В руках у меня — букет роз, я звоню, тишина; через стекло входной двери я вижу: Илона в своей комнате перегнулась через подоконник. Не нравится мне, что она высунулась так далеко; я высаживаю дверь. «Врываться силой, это ты умеешь! А прийти, когда я зову? Никогда! Убийца! Моя сестра отравилась». «Умерла?» «Может, выживет, может, нет». Ее сестра пришла однажды вечером, мы были в постели. «Можно мне тут остаться? Мне так одиноко». Она принюхалась. «Из дому?» «Нет, на кладбище собирал», — сказал я. Шара вздрогнула, потом попросилась к нам под одеяло. Два похожих лица у меня на плечах. «Никогда тебя такой не видела», — сказала Илона младшей сестре, и они поцеловались в губы. Я то приходил, то нет, потом мне пришлось уехать. «Когда вернется, отдай мне его на неделю, чтобы был только мой», — просила Шара Илону. «С нами можешь оставаться, но для личного пользования не отдам». «Я только это хотела услышать», — сказала Шара. На другой день какой-то полоумный каменщик на улице встал перед ней на колени: он только за руку мечтает ее держать, пока где-нибудь в подворотне справляет нужду. Шара пошла с ним в подворотню. Еще через день она проводила до дому пьяного старика, уложила его и, намочив полотенце, вымыла с ног до головы. Тот свалил ее на постель, дал ей несколько оплеух, ему почти удалось ее изнасиловать, но он прямо на ней и заснул. Шару стошнило, она подтерла пол, укрыла спящего и ушла домой. Целую неделю она сидела в своей комнате, думала. А вчера ночью черным мелком у сестры, на стене кухни, написала прощальное письмо, потом легла с ней в постель. Проснувшись, Илона обнаружила, что сестра не шевелится. Скорая долго не приезжала; врач сделал Шаре инъекцию, махнул санитарам, чтобы уносили, и сказал напоследок: «Пятьдесят на пятьдесят». «Чем могу служить? Раздеваться?» — спрашивает Илона. «Да». Она сбрасывает одежду: «Мерзкий ты тип, но по крайней мере не врешь». «Вру», — бормочу я себе под нос.

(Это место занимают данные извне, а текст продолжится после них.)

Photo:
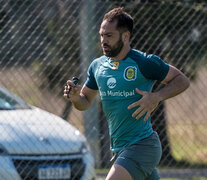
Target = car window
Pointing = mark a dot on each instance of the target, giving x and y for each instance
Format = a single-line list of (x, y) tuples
[(9, 101)]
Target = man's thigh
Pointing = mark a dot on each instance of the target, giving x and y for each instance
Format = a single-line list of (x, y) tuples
[(118, 172), (141, 158)]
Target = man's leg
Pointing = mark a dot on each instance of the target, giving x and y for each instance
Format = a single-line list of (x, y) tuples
[(118, 172), (154, 175)]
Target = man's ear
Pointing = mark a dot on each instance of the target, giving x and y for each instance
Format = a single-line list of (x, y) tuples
[(126, 36)]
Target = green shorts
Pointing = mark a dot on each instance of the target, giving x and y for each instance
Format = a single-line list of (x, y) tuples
[(141, 158)]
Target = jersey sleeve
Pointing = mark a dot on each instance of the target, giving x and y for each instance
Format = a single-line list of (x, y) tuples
[(91, 81), (154, 68)]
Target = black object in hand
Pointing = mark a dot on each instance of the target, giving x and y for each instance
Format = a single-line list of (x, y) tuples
[(75, 81)]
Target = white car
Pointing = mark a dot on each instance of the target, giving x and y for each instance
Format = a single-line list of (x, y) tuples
[(38, 145)]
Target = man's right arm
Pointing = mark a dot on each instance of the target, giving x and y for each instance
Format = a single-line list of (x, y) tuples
[(81, 98)]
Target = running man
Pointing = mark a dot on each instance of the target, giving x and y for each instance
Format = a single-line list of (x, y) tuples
[(124, 78)]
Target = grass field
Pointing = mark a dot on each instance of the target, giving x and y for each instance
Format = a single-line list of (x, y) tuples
[(186, 113)]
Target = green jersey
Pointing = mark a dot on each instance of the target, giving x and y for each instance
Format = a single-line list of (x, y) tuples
[(116, 82)]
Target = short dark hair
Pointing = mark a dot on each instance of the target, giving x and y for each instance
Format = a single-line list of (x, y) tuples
[(124, 21)]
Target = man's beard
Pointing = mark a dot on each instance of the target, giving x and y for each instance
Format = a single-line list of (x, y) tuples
[(115, 50)]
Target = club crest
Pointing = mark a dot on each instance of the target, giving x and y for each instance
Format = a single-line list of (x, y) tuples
[(130, 73)]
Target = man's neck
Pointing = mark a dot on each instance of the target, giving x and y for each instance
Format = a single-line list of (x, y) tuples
[(122, 54)]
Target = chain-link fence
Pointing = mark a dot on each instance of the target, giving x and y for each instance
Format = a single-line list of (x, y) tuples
[(44, 43)]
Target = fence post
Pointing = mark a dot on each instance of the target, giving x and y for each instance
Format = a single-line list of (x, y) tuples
[(88, 53)]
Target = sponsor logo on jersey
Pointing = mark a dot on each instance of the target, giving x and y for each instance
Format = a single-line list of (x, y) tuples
[(115, 65), (111, 83), (130, 73)]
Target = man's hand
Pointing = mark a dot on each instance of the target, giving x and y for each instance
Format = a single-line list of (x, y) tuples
[(146, 105), (71, 91)]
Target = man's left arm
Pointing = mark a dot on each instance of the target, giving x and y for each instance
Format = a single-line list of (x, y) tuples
[(175, 83)]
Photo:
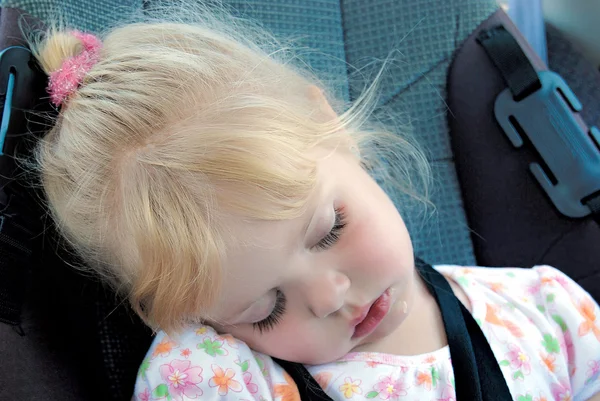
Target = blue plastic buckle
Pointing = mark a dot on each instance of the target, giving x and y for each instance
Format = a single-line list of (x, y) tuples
[(570, 151), (20, 81)]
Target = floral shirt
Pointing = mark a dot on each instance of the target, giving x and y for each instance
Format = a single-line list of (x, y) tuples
[(542, 327)]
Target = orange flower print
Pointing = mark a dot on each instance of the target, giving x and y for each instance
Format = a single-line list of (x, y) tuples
[(163, 348), (288, 391), (224, 380), (549, 361), (324, 378), (491, 316), (587, 310), (350, 387)]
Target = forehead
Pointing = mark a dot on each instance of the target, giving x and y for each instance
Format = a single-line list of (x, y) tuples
[(258, 252)]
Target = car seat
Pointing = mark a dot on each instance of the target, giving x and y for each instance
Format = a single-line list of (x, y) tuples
[(74, 340)]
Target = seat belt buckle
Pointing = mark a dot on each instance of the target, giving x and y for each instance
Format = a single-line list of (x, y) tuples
[(569, 152), (22, 85)]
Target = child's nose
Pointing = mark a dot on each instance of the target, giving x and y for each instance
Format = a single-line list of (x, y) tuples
[(326, 293)]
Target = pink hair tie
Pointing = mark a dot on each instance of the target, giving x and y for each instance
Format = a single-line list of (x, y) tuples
[(64, 81)]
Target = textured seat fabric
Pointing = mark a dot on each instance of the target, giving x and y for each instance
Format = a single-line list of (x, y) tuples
[(348, 36)]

Дверь мне открывает глухой старик; увидев меня, безнадежно машет рукой. Я даю ему сигару, он, понюхав, оживляется. Под ногами у него нервно мечутся две кошки с белыми хвостами; он пинком отшвыривает одну — и снова машет безнадежно. Магда с кислым выражением, кривя нос, подходит ко мне. «Какая гадость, вся еда подгорела. Будешь есть?» «Буду». «Вкусно?» «Очень». «А если я туда плюну, все равно будешь?» «Все равно буду. Только зачем туда плевать?» Магда краснеет от негодования. «Что за тон! Пошляк! Ты на кухне у баронессы сидишь!» «Сама начала». «Терпеть не могу! Терпеть не могу, когда так нагло сваливают ответственность на других». «Я вино принес. Хорошее», — говорю я примирительно. Магда показывает фотографию, на ней какие-то кратеры. «Что это?» «Устье матки. Моей». «Ага, теперь узнаю». «Чего это ты узнаешь? Ты что, мне под юбку заглядываешь? Я в последнее время трусов не ношу». «Да не заглядываю я». «А почему не заглядываешь?» Я гашу в пепельнице сигарету. «Прямо как шофер грузовика! Брюхо набьет, вина выпьет, покурит — и лезет женщине под юбку. Ну берегись! Я сейчас закричу, отца позову». Сидя на табуретке, она наклоняется вперед, прислоняется лицом к моему плечу и визжит пронзительно; в кухню входит ее отец. «Он меня сексуально домогается. Ты адвокатом был, заведи на него дело!» Старик безнадежно машет рукой. «Дай ему сотню, на кино и на ужин», — командует Магда. Когда мы остаемся одни, она протягивает мне толстую тетрадь. «Это — письмо, прочитай, пожалуйста! Только сразу». Я читаю; текст — бред сумасшедшего. «Жалость к тебе, все зря. Следы ног: мой мозг в снегу. Захлебнись без меня! Растрогайся из-за каждого моего волоска!» Я чешу в затылке. Она выхватывает у меня тетрадь и навзничь валится на пол. «Я бездарна! Ты высасываешь мой мозг, а потом тебя нигде нет». Я ложусь на пол рядом с ней, опираюсь на локти, она в самом деле плачет: «Убирайся!» Я снова чешу в затылке и ухожу. На другой день отец ее так же недружелюбен, но когда я угощаю его сигарой, он оживляется.